Metadata (Book Information View)
In figure 2. the Book Information view is shown. This displays the <metadata> from the publication's package document.

Click to see the full image

Figure 2. Book Information View

The user can modify any items on the screen and click the Save button to store the changes in the epub.
A review of the Open Packaging Format Schema shows, however, that the handling of metadata needs to be more sophisticated. Figure 3. is an extract from the schema showing the definition of metadata-content.

<define name="OPF20.metadata-content">
 <choice>
  <interleave>
   <ref name="OPF20.dc-metadata-element"/>
    <optional>
     <ref name="OPF20.x-metadata-element"/>
    </optional>
  </interleave>
  <interleave>
   <oneOrMore>
    <ref name="DC.title-element"/>
   </oneOrMore>
   <oneOrMore>
    <ref name="DC.language-element"/>
   </oneOrMore>
   <oneOrMore>
    <ref name="DC.identifier-element"/>
   </oneOrMore>
   <zeroOrMore>
    <ref name="DC.optional-metadata-element"/>
   </zeroOrMore>
   <zeroOrMore>
    <ref name="OPF20.meta-element"/>
   </zeroOrMore>
   <zeroOrMore>
    <ref name="OPF20.any-other-element"/>
   </zeroOrMore>
  </interleave>
 </choice>
</define>
Figure 3.OPF20.metadata-content

The <oneOrMore> wrapped around the title, language, and id elements indicates that there must be at least one of these elements in the metadata, but there may be more. The <zeroOrMore> identifies elements that are optional. However, the OrMore part of the definition means there can be many of these elements too. We've already seen in earlier posts that there can be a range of dates, creators, contributors, and descriptions. In fact the schema says there can be any number of these items.

Design Improvements
The following enhancements are essential for handling the metadata of an epublication.
  1. Handle multiple instances of any metadata element.
  2. It should be possible to add, modify, and delete metadata elements.
  3. All metadata elements can be deleted except for one each of title, language, and id.
Book Content
Figure 4. shows the latest incarnation of the Book Content view.

Click to see the full image

Figure 4. Book Content View

The functionality of this screen has been changed since it was last presented. The most significant differences are:
  • Drag and drop functionality to move content documents within the publication. This activity is enabled/disabled by the 'Organise' checkbox. The Move Up/Move Down options were removed from the Action dropdown as they are no longer needed.
  • The tinyMCE editor, which is where the content documents are displayed, has been configured with a default font size that's easier to read and a drag handle has been provided to allow the user to change the height of the text area.
  • The new document details - Contents Entry and Document Heading - were moved above the editing area to allow the resize facility just mentioned.
  • The ability to put a heading at the top of a new content document was made optional.
  • Not shown in the screenshot, a 'boiler-plate' copyright document is inserted after the title page when a new epublication is created. It uses text like the following, where names and dates are taken from the metadata and inserted into the text at fixed locations. An author or publisher could change the text to that of their choice.

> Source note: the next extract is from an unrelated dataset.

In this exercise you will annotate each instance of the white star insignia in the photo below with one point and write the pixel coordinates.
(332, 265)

Copyright © Colin Hazlehurst, 2010

Colin Hazlehurst asserts the moral right to be identified as the author of this work.

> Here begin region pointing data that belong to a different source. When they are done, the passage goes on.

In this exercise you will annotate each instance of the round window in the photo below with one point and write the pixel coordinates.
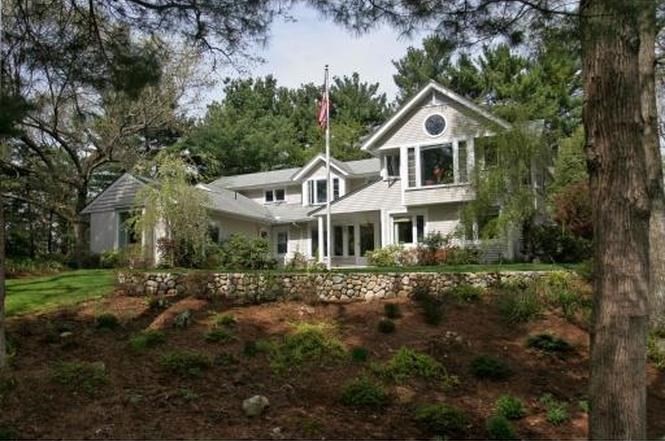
(435, 124)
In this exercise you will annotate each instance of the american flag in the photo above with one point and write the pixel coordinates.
(322, 114)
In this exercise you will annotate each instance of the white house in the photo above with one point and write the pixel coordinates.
(416, 182)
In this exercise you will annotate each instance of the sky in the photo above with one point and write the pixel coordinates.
(298, 51)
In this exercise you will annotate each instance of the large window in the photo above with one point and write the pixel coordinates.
(282, 242)
(318, 192)
(436, 165)
(392, 165)
(126, 234)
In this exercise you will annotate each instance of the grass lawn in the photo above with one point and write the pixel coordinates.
(38, 294)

No part of this publication may be reproduced, stored or introduced into a retrieval system, or transmitted, in any form or by any means, without the prior written permission of both the copyright owner and the publisher of this work.

Design Improvements
There are still useful enhancements that could be made to this view:
  • The ability to promote and demote content document and reflect the changes in the <navMap> of the NCX document.
  • The code should start with the Save button disabled. It should detect when either the Table of Contents or the text of the currently displayed content document are changed. It should then enable the Save button. The Save button should be disabled after any changes have been saved.
  • There is a particular challenge with respect to handling images which is the subject of a separate note below. The problem is that the href of an image in the manifest is relative to the document which references it. When displaying the image in a browser, the URL in the image's src attribute needs to specify a path on the server relative to the root of the application.
Media View
Figure 5. shows the view when the user clicks on the Media tab. The application reads the manifest and finds all files that have a media-type beginning with the text 'image/'. For each file it finds, an Image control is added to the view and the source is set to the href for the manifest item.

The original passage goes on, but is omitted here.